Discrimination against LGBT individuals dates back to the 1950s and the anti-communism campaign known as The Red Scare. At the same time, Senator Joseph McCarthy said gay men and women were more dangerous to the country than communists because they could be blackmailed to give up state secrets. That year, 600 federal employees were fired for being gay, and politicians bragged that they were firing one gay individual every other day at the State Department, Brand continued.

In 1953, President Dwight D. Eisenhower signed an executive order that prohibited gay men and women from working for the federal government. More than 100 agents were assigned to the FBI to find gay employees and remove them from service.

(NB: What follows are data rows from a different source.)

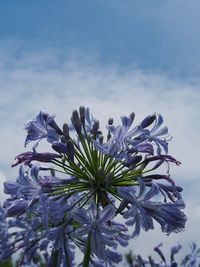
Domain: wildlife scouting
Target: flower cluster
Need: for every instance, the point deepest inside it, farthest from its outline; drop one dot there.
(74, 195)
(192, 259)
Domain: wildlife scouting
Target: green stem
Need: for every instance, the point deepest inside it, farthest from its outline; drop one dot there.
(86, 259)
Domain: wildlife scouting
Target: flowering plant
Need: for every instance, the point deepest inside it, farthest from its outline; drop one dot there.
(76, 197)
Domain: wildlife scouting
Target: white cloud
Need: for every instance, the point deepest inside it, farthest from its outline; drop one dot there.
(32, 83)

“People were subjected to grueling interrogations during this time. Many were fired based on very weak circumstantial evidence. It could have been a coworker who had a grudge,” she said. “More likely than not, people resigned instead of facing the possibility they’d be labeled as gay.”

The trend continued until 1998, when President Bill Clinton overturned Eisenhower’s order with Executive Order 13087, which prohibited discrimination based on sexual orientation. The new law lacked enforcement rights, however, leaving it unclear whether LGBT individuals who suffered discrimination could go to the EEOC to get remedies, hearings or compensatory damages.

Sexual orientation is a person’s sexual identity in relation to the gender they’re attracted to, Brand said. For example, gay refers to people who are attracted to the same gender; lesbian is a woman attracted to another woman; and bisexual is a person who is attracted to both genders. Transgender, she added, is an umbrella term used to describe people whose identity or expression is different than the sex assigned to them at birth. For example a transgender woman is someone who was assigned the male sex at birth but internally identifies as a female.

According to a 2011 William Institute poll, 65.3 percent of lesbian, gay and bisexual employees stated that they had experienced discrimination or harassment in the workplace. Similarly, 97 percent of transgender employees reported that they were harassed or discriminated against.

Title VII of the Civil Rights Act of 1964 covers discrimination of individuals on the basis of race, color, national origin, religion and sex.

“But what ‘sex’ means in Title VII has often been debated in Congress and the courts. The EEOC used to have to argue that sexual harassment of a sexual nature was covered by Title VII. Employers used to argue with us and say no, it’s just whether you’re male or female,” Brand said.

The Supreme Court ultimately agreed with the EEOC, ruling that Title VII does offer coverage to gay and bisexual individuals in certain circumstances. Brand described several cases between employees and their agencies, such as Tamara Lusardi vs. the U.S. Army, which surfaced last year. Lusardi was a transgender woman who was prevented from using the women’s restroom while working at Redstone Arsenal, Alabama. The EEOC’s ruling required the Army to pay compensatory damages to Lusardi and mandated equal opportunity training for workers at Redstone’s Aviation and Missile Research Development and Engineering Center.

Brand said she’s often asked how people should refer to LGBT individuals. While it’s often best to simply ask a person how they want to be referred to, Brand suggested using words such as gay man, gay woman, gay people, lesbian, bisexual, asexual or LGBT. Terms she said are considered offensive include homosexual, homo, fag or faggot, sexual preference, gay lifestyle, that’s so gay, queen, dyke and queer.